How to Manage Pests

Pests in Gardens and Landscapes

Grape bud beetle—Glyptoscelis squamulata

Grape bud beetle (family Chrysomelidae) chews on and kills grape buds. This causes a reduction in the vine's potential production of foliage and fruit. The beetle also feeds on various other plants including bean, corn, desert mallow, mesquite, peach, rose, and tamarisk, but is generally a pest only on grape.


Adult grape bud beetles are oval, 1/4 to 2/5 inch long, and about 1/5 inch wide. Young adults are generally covered with pale gray scales. Older adults are commonly brown or brown and gray with the brown color being where their gray scales rubbed off. Adults are easily overlooked because they hide during the day in crevices of bark, under loose bark, between plant stakes and cross arms, and in crevices or holes in grapevine support structures.

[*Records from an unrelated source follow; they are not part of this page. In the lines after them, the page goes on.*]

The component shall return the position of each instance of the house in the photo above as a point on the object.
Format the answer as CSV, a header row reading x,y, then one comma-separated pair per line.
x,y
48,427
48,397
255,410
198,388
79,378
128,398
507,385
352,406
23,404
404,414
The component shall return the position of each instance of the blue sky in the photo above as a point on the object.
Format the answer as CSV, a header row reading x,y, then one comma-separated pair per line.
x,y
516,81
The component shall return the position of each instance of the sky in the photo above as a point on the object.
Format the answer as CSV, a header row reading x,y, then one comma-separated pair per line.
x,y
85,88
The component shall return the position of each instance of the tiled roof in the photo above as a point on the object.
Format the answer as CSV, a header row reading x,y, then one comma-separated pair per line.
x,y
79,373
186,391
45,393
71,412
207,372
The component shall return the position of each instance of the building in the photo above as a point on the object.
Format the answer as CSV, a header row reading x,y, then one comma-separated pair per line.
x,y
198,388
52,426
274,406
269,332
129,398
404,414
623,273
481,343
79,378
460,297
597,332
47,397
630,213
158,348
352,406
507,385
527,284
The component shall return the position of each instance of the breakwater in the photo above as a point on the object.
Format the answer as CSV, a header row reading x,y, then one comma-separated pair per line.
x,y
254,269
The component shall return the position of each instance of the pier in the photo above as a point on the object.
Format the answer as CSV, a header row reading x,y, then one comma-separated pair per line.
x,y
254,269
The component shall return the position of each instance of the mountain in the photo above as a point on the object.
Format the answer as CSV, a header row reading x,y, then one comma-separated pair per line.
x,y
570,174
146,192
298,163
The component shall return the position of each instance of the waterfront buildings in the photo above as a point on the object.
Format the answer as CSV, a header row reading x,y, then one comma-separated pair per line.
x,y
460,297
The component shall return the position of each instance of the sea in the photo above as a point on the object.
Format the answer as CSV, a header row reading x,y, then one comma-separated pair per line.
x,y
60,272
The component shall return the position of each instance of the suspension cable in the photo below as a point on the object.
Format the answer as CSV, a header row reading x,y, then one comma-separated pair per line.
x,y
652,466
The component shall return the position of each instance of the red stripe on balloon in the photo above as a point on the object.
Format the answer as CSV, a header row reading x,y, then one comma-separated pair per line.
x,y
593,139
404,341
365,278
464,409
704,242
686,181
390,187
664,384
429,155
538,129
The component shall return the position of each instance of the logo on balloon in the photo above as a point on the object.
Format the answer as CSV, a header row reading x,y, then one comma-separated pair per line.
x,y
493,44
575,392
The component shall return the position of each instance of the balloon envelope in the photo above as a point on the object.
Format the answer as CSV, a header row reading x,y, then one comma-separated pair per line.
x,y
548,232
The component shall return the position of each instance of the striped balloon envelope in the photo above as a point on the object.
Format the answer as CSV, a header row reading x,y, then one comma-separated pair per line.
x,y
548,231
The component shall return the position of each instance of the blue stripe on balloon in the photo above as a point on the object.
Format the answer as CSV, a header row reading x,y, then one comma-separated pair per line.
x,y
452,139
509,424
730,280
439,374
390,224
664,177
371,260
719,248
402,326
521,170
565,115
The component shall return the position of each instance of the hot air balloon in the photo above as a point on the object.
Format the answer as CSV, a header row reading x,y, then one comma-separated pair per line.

Eggs are pale orange to yellow and about 1/12 inch (2 mm) long and 1/50 inch (0.5 mm) wide. Eggs are laid in bark crevices and under loose bark.

Larvae are oblong and grayish white to pale yellow. The last instar is slightly longer than adults, up to about 1/2 inch long. The larvae and oblong pupae occur in topsoil.

Life cycle

Larval stages feed on grape roots in the soil. After pupating, adults begin emerging from the soil in mid-January. Peak emergence occurs around mid-March. About 1 to 2 weeks after emergence, adults begin to lay eggs.

Eggs are laid in batches that average 1 to 2 dozen eggs. Each mated female lays on average a total of 80 to 160 eggs during her lifespan. Because eggs are inserted under bark or between thin layers of bark, they are difficult to locate.

The hatching larvae drop to the ground and promptly enter topsoil. They can be found feeding on grape roots 2 to 3 feet below the surface but mostly occur within 1-1/2 feet of the surface.

Prepupae (mature larvae) overwinter in soil and pupate in the winter or early spring. Grape bud beetle has one generation per year.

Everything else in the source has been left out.